Stockport County: Walking A Tightrope
Stockport County: Walking A Tightrope
By Ian on Jan 7, 2025 in Finance, Latest, Non-League | 0 comments
There comes a point in football at which even the most precipitous falls start to slow and reverse themselves, and there has been no other club in England in recent years that has spiralled in a downward direction as dramatically as Stockport County Football Club. Twleve years ago, the club was playing its football in the Championship, but one financial diasaster after another saw the club relegated from the Football League altogether eventually. The club's fall from grace, however, didn't end there, and at the end of last season the club suffered the further ignominy of relegation from the Conference National, and this season hadn't seen much of an improvement until recently, with the club going into its Christmas and New Year fixtures dangerously close to the relegation places in that division too.
What a difference the congested holiday period can make, though. On the Saturday before Christmas, Stockport ended a winless run that stretched back to the start of March by beating Oxford City at home, and they followed this up with a win against Bradford Park Avenue on Boxing Day. There followed a brief stutter in the form of a home draw against bottom of the table Workington, but last Saturday the team returned to winning ways with a five-one win at Gainsborough Trinity, and the club now sits in fifteenth place in the Conference North table.

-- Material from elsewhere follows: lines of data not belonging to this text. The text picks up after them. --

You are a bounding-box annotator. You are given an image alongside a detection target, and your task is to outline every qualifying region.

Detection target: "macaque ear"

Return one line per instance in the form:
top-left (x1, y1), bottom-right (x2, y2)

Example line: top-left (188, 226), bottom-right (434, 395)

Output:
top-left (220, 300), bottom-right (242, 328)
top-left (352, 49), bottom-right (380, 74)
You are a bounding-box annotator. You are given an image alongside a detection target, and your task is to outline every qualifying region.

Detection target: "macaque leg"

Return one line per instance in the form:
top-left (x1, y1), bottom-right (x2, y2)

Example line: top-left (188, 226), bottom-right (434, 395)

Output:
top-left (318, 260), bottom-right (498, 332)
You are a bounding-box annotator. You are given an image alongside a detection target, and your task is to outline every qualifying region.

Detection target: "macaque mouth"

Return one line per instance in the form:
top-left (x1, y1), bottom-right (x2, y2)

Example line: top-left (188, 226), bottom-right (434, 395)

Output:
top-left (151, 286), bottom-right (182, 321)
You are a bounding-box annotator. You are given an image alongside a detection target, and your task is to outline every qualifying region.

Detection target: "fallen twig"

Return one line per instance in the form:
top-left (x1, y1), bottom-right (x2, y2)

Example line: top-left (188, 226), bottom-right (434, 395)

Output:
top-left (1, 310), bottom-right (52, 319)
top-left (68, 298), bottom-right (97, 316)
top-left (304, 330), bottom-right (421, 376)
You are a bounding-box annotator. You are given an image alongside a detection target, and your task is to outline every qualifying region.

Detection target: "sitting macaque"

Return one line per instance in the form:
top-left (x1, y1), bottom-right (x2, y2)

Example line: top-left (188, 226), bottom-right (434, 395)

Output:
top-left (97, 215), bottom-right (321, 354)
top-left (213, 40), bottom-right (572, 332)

These may not necessarily be dizzying heights, but ten points over this fourteen day period has put a safety net – of sorts – of seven points between the club and the dotted line at the bottom of the table. Perhaps, just perhaps, 2025 might yet turn out to be a happier year for the club's supporters after all.

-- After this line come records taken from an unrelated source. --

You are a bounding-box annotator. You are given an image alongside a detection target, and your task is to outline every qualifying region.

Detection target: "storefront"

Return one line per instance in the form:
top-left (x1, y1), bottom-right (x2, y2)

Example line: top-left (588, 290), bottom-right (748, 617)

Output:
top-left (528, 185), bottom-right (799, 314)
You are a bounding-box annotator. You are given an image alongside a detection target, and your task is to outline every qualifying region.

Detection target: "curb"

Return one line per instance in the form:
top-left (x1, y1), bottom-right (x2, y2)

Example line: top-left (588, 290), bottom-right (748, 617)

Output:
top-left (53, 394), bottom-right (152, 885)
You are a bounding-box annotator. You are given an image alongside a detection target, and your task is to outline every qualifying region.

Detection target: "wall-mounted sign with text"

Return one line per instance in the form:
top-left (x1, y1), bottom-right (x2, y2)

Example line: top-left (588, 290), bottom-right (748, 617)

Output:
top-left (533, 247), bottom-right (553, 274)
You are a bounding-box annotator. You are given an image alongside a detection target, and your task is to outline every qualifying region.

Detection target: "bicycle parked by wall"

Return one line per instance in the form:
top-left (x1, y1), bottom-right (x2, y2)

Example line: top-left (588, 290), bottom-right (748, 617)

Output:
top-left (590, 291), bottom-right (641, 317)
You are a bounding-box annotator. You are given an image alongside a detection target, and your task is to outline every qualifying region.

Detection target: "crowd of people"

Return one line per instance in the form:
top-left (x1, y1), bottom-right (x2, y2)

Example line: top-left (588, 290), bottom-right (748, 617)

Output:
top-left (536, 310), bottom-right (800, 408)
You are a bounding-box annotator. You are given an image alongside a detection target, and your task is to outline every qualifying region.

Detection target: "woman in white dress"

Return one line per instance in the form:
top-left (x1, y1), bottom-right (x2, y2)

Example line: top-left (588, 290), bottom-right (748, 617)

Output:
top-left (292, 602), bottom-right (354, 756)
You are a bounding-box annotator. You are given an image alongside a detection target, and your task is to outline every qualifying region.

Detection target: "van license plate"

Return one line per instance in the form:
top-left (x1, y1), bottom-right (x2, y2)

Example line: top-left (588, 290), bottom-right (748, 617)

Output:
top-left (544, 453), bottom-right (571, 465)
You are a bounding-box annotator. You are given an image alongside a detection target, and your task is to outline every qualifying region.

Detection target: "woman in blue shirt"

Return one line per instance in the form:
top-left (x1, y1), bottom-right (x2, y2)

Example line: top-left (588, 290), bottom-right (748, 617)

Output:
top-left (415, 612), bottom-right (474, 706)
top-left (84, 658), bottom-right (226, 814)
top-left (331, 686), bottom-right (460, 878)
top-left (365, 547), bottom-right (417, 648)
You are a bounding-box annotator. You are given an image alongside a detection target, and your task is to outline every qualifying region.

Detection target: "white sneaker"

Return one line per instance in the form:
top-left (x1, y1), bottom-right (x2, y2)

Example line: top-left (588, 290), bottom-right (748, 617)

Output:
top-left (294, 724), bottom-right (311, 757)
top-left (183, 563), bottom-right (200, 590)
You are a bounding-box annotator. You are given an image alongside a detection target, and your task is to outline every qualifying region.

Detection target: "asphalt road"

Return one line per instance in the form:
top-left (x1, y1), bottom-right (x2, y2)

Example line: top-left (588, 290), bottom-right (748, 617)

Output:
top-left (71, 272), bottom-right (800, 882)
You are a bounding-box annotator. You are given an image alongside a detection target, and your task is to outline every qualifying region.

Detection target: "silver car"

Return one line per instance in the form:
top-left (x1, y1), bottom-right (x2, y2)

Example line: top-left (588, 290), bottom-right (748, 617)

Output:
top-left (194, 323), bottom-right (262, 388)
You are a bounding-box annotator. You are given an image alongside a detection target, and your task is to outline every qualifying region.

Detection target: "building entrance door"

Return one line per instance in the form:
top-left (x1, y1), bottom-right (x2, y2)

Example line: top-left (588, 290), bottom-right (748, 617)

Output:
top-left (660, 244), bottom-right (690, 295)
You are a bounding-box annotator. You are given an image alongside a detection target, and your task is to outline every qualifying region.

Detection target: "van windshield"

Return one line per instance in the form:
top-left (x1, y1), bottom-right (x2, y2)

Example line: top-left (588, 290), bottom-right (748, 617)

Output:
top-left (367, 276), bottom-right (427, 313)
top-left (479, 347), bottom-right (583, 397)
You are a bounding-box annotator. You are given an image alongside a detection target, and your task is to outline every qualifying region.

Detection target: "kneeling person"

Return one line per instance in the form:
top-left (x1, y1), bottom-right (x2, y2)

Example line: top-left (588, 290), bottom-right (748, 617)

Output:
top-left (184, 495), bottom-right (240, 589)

As Stockport's slump continued unabated over the last couple of years, chaos reigned behind the scenes at the club. The appointment of Dietmar Hammann as manager in the summer of 2025 came with an investor, a Liverpool-based businesssman called Tony Evans, who immediately set alarm bells ringing when the news became public that an insurance firm that he owned had collapsed earlier that year with debts of £1.2m, but within a few weeks Evans was gone, after incumbent chairman Lord Snape raised concerns relating to a sum of £200,000 which Evans felt existing shareholders should contribute towards the running of the club, as well as over the make-up of the consortium that would take over the running of the club. Within a couple of months, Hammann had gone as well, and Stockport finished that season, its first in the Conference National, in sixteenth place in the table.